Of all those compounds, 21 were found to be potential or confirmed endocrine disruptors, 14 were identified as potential or confirmed human carcinogens, and 12 were found to cause neurological issues.
"Some of the most potentially harmful compounds that we identified using this scheme were from things like antibiotics or prescription medications, which could have serious impacts on the human endocrine system," explains Elizabeth Rogers, who also studies landfill remediation at the University of Missouri.
"There were also compounds from personal care products.
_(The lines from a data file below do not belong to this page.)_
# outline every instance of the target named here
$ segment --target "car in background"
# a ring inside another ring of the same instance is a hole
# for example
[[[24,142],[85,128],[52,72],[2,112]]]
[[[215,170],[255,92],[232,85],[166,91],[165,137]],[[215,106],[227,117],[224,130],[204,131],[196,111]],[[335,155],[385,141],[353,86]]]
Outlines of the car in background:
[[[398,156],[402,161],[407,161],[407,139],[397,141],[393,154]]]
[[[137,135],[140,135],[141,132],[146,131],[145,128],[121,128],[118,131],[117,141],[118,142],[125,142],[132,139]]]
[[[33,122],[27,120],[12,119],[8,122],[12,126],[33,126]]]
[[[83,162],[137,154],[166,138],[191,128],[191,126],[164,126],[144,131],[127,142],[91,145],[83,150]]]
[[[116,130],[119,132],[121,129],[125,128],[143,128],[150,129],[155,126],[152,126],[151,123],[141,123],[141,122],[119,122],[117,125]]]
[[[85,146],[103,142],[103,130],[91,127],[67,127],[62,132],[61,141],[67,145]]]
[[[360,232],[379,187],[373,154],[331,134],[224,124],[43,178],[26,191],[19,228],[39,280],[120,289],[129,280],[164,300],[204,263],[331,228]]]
And while we know these newer classes of compounds can have negative impacts, there is still a lot we don't know about them, and they're ending up in landfills."
This general scheme was then adapted to more specific categories, including a cancer-weighted scheme, a hormone disruption scheme, and a scheme that considers risks to flora and fauna.
If a region is struggling with rising cases of cancer, for instance, then agencies can use this more niche ranking to hone in on the worst offenders first.
For example, codeine and fluoranthene were found to pose a much greater risk for cancer compared to their overall general toxicity.
Other chemicals, like oxytetracycline (a common antibiotic) and clotrimazole (a common antifungal), were found to present both large cancer risk and large toxicity risks.
Fossil fuel byproducts, like naphthalene, and herbicides, like atrazine, were much more dangerous for flora and fauna of a site but had relatively lower overall toxicity risk.
"The flora and fauna weighted scheme lends itself well to implementation in an area where animal and plant life is of high concern or value," the authors explain, "for example: pristine natural areas, locations with endangered species, or places where human consumption of animals (through hunting or fishing) is common."
Unfortunately, the data on endocrine disruptors is still in its infancy, making it difficult to determine how many of these pollutants actually impact human hormones and to what extent. Only 26 percent of the compounds identified had available data on the parameters of endocrine disruption, and yet many of these compounds were in the top 40 general toxicity scheme.
Even with such limited understanding, however, promising solutions are emerging. Despite many landfill regulations not changing for decades, in recent years, there's been growing interest in restoring these sites with microbes, fungi, or plants that can stabilize soil or remove toxins from the water.
"In the past, we have mostly targeted the most common pollutants, such as herbicides and contaminants from crude oil," says plant geneticist Ronald Zalesny Jr. from the USDA Forest Service.
"Using this prioritization tool, we could now go to basically any contaminated site, identify the top contaminants and match those contaminants with our trees to create a sustainable, long-term solution for cleaning up pollution."
We've got a big mess to clean up. This tool will hopefully help us get started.
The study was published in the Journal of Environmental Management.